Well she might as well be because Prada is slowly evolving into a ‘luxury’ brand that won’t be able to affix the desired “Made in Italy” label to its goods and instead, will feature that same ‘Made in China’ label so many of Zara’s products carry.  Although the brand has an established reputation for its unique design vision and superior quality (Marc Jacobs recently went on the record that Prada is the brand he most respects and wears himself), and even got top billing in 2006’s box office success, The Devil Wears Prada, leading to a massive increase in brand awareness and social relevancy as to its relationship with high-end fashion.  However, it recently came to light that Prada is upping its outsourcing of production to developing countries with less expensive labor.  Having already shifted a portion of its material sourcing to China and India years ago,  citing the parallel quality of fabrics and findings as those from Italy without the corresponding hefty costs, the brand shifted 20% of its production of products ranging from bags and shoes to clothes for men and women to China this past July and recently announced similar plans to further outsource production to India.

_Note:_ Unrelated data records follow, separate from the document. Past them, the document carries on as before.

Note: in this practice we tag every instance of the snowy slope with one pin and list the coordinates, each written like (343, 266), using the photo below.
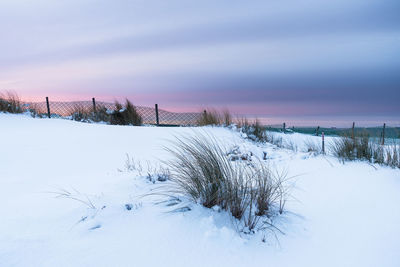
(340, 215)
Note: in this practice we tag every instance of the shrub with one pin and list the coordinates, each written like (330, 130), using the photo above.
(81, 113)
(101, 114)
(209, 117)
(201, 170)
(255, 131)
(313, 146)
(227, 117)
(10, 102)
(125, 115)
(359, 147)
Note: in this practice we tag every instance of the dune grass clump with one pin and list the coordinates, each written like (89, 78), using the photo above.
(10, 102)
(201, 170)
(125, 115)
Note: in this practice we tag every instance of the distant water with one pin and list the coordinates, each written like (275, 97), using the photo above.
(328, 121)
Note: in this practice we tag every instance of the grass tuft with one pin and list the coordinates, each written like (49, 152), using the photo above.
(201, 170)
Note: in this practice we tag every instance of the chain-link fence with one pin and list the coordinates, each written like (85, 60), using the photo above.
(98, 111)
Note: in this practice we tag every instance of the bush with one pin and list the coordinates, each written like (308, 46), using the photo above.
(227, 117)
(201, 170)
(255, 131)
(209, 117)
(359, 147)
(10, 102)
(125, 115)
(101, 114)
(81, 113)
(313, 146)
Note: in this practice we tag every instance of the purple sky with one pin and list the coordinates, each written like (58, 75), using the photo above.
(265, 58)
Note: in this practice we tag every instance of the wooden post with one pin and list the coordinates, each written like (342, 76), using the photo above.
(157, 119)
(48, 107)
(94, 105)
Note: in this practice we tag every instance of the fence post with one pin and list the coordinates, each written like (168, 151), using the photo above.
(48, 107)
(94, 105)
(157, 120)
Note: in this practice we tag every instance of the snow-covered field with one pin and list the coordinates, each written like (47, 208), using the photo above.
(339, 215)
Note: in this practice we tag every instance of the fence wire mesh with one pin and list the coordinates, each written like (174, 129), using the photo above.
(99, 110)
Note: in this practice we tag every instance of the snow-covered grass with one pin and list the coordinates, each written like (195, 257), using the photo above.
(339, 214)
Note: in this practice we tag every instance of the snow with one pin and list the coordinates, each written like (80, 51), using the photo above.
(339, 214)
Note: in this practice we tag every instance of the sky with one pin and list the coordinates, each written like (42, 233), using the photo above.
(271, 58)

What impact with this shift have on Prada’s positioning as a ‘luxury brand’?  It depends on the definition of luxury.  If it is all about limited quantities and exclusivity, then origin shouldn’t make much of a difference to the bottom line. After all, the same 400 bags will hit the market and fashionistas, fashion editors and rich ladies who lunch will  be pulling trump cards to get one.  However, if luxury is defined by scarcity and the level of quality, then the discussion becomes much more interesting.

If beauty is in the high of the beholder, then so is quality, at least in principal.  Why? Because quality is not a set value, its a subjective one. given the element of perception.  A fabric’s hand (how a fabric feels when you touch it) denotes its quality, the softness of a leather indicates its worth,  how many stitches a garment has will affect how it fits, thereby directly influencing our opinion of its quality (the higher stitch count, the better fit you usually will get.  This is why clothes from economically priced stores like H&M and Old Navy rarely fit well) and it’s also the reason ‘Made in China’ has become synonymous with ‘cheap crap’. As the largest global exporter of low cost goods, the association between Chinese goods and “low quality” is a strong one.  Now, slap that label on this $1540.00 handbag and people aren’t going to pause before putting down the credit card?

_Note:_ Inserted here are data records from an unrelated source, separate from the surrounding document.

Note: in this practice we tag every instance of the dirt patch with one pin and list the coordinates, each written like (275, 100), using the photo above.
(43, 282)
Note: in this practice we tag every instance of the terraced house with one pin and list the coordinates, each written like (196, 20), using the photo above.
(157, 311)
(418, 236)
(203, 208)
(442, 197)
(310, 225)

Prada designer Miuccia Prada, doesn’t think they will.  When asked what effect the shift of production will have on the demand for her products, she said any change will be negligible because branding is about consistency and  “Chinese production is extremely high quality ” and a “Made in India” label translates to luxury in the mind of the consumer”, similar to that of  Italy.  Hmm, not sure I would stand behind those statements but for them to be proven true, the Prada customer has to care less about the origin label inside the bag than the brand label on the outside. After all, that is what everyone else sees; the aspirational triangle.  What value that triangle has is where the value really lies, whether its made and sewn on in Italy, China, or India.